Juil 292006
 

Pour traquer la paresse intellectuelle que je sens poindre à l’horizon de ces longues journées de solitude je me rends à la bibliothèque du CCFM. J’y découvre un numéro fécond d’une revue littéraire libellée « Voyages en Afrique – de l’explorateur à l’expert »(*) qui s’interroge sur les manières de dire l’Afrique hier et aujourd’hui de la dimension idéologique d’autrefois aux révolutions que constituent la démocratisation du voyage, l’humanitaire et l’importance des flux migratoires.
La réflexion de Nathalie Carré «Guides touristiques : un discours ambigu» m’a, vous vous en doutez, directement interpellé. Ses constats :

  • Ce qui différencie les guides francophones ce n’est pas leur contenu mais le ton, en particulier pour le Guide du Routard et du Petit Futé (les guides anglo-saxons sont plus factuels).
  • Le guide touristique se rattache à la tradition de la compilation, mais
    – ne cite pas ses sources,
    – n’est rattaché à aucune autorité scientifique ou littéraire,
    – les guides font une large place au ON-dit dans le discours : mélange troublant d’affirmations péremptoires (voire atemporelles) et d’anecdotes (qui ont force de loi). Ex. à l ‘appui. « On dit souvent que l’Afrique de l’Est est pour les parcs nationaux et la faune ce que l’Afrique de l’Ouest est pour la culture et la gentillesse des hommes ».
  • L’accent est mis sur le typique ; le cliché n’est pas faux en soi mais réducteur.
    Le guide sur l’Afrique entretient deux mythes :
    – l’Authenticité : on y parle d’une« âme africaine », on y décerne des prix d’authenticité à certains peuples,
    – l’Aventure : le touriste c’est toujours l’autre. Le lecteur lui est un Voyageur avec une majuscule, avatar de l’Explorateur.

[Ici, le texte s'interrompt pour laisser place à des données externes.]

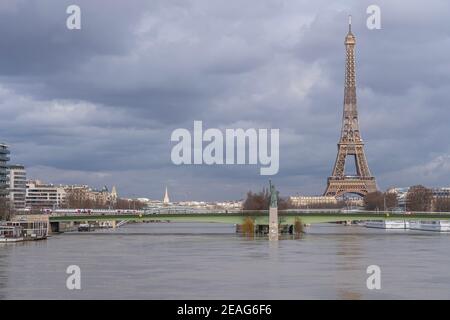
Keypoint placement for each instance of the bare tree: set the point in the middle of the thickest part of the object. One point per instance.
(419, 198)
(442, 204)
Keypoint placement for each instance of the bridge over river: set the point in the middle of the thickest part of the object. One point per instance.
(286, 217)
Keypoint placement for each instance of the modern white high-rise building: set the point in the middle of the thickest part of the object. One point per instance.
(4, 152)
(44, 196)
(17, 186)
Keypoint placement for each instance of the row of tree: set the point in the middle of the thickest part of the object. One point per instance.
(75, 202)
(418, 198)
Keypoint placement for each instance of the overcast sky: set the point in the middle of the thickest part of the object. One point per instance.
(97, 106)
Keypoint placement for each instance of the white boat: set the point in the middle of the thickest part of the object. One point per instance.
(389, 224)
(437, 225)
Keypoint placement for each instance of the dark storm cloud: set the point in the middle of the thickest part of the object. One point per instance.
(98, 105)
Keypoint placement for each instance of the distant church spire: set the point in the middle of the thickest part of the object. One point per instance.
(166, 197)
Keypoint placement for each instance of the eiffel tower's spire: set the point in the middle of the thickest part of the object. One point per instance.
(166, 197)
(350, 24)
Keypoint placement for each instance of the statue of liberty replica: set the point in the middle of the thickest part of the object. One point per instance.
(273, 212)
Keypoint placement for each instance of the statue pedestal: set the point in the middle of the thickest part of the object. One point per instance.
(273, 223)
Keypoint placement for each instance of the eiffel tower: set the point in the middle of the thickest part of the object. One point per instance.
(350, 143)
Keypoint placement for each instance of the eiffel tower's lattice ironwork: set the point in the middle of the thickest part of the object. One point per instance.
(350, 143)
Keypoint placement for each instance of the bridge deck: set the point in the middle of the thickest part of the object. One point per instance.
(258, 217)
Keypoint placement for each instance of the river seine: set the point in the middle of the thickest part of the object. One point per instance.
(210, 261)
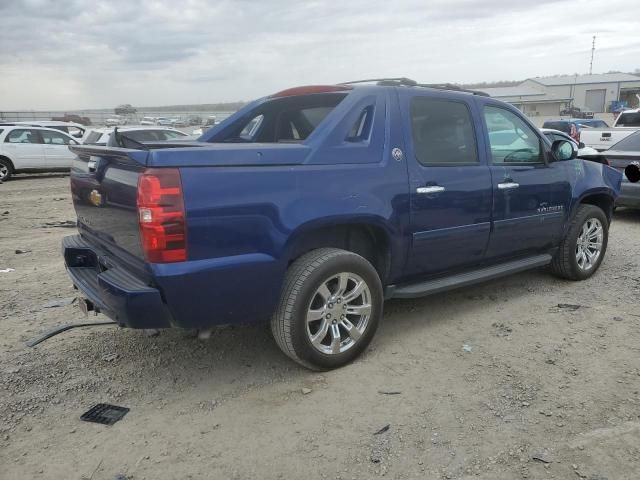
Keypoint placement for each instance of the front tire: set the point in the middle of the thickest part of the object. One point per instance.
(582, 250)
(329, 310)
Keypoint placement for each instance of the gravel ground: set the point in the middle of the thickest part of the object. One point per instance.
(524, 377)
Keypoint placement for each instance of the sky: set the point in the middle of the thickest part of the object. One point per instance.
(73, 54)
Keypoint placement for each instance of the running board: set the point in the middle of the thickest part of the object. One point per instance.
(422, 289)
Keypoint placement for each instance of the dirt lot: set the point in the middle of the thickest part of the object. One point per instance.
(546, 391)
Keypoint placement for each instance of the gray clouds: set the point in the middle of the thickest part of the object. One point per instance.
(100, 53)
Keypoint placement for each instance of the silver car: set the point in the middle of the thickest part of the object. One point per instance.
(620, 156)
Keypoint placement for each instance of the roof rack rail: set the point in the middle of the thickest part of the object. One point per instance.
(386, 81)
(407, 82)
(451, 86)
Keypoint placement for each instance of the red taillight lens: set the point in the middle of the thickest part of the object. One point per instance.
(161, 216)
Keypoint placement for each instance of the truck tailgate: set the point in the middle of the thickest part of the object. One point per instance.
(104, 191)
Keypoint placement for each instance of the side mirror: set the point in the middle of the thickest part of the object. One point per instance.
(564, 150)
(632, 172)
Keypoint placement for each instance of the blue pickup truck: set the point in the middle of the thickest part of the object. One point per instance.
(308, 208)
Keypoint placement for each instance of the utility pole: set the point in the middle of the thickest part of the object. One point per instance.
(593, 49)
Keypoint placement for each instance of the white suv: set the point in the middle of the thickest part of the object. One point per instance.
(33, 149)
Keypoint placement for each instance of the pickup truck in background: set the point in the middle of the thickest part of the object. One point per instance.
(308, 208)
(603, 138)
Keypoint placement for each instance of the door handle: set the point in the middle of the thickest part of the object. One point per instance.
(431, 189)
(508, 185)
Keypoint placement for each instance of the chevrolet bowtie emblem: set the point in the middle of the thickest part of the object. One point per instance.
(95, 198)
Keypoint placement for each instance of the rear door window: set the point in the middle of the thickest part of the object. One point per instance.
(442, 132)
(511, 140)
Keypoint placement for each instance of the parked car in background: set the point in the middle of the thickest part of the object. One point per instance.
(72, 118)
(602, 139)
(583, 151)
(590, 123)
(24, 148)
(308, 208)
(620, 156)
(570, 127)
(100, 136)
(74, 129)
(115, 120)
(210, 122)
(179, 122)
(576, 112)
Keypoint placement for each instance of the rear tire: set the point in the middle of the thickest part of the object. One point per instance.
(582, 250)
(329, 310)
(6, 169)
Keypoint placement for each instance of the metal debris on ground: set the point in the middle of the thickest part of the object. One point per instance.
(569, 306)
(389, 392)
(62, 224)
(383, 429)
(60, 302)
(542, 457)
(104, 414)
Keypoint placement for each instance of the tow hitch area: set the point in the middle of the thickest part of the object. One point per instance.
(63, 328)
(87, 306)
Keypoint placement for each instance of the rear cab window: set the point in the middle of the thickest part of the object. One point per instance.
(443, 132)
(289, 119)
(629, 119)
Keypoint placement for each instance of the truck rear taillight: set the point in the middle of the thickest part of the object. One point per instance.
(161, 215)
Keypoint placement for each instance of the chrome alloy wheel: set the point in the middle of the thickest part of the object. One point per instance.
(339, 313)
(589, 244)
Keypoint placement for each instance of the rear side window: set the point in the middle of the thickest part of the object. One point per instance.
(362, 126)
(629, 120)
(22, 136)
(442, 132)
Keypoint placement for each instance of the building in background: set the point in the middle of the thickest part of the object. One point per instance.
(547, 96)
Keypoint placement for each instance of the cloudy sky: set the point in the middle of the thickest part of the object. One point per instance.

Elle n’hésite pas à avancer que la lecture des guides « nous en apprend certainement plus long sur nos sociétés que sur les pays que l’on se propose de visiter ». L’article est très intéressant et mériterait une approche plus large. Il est en effet assez difficile d’étudier les guides sans s’interroger sur le sens et la fonction du voyage aujourd’hui lorsqu’il se frotte à des sociétés en développement. Les expériences de tourisme alternatifs n’ont pour l’instant pas donné grand chose.
Plein d’autres articles passionnants dans cette livraison. « L’image du colonisé noir dans la chanson française » est signé Alain Ruscio que j’avais rencontré à la bibliothèque Couronnes(**).


(*) Voyages en Afrique- de l’explorateur à l’expert, Notre librairie (Revue des littératures du Sud publiée par l’adpf), n°153, janvier-mars 2004 . Le n°113 est consacré à la littérature du Mozambique. (téléchargements en ligne des derniers numéros)
Voir aussi l’inépuisable site de la BNF qui propose en téléchargement de nombreux documents anciens sur sa page Afrique.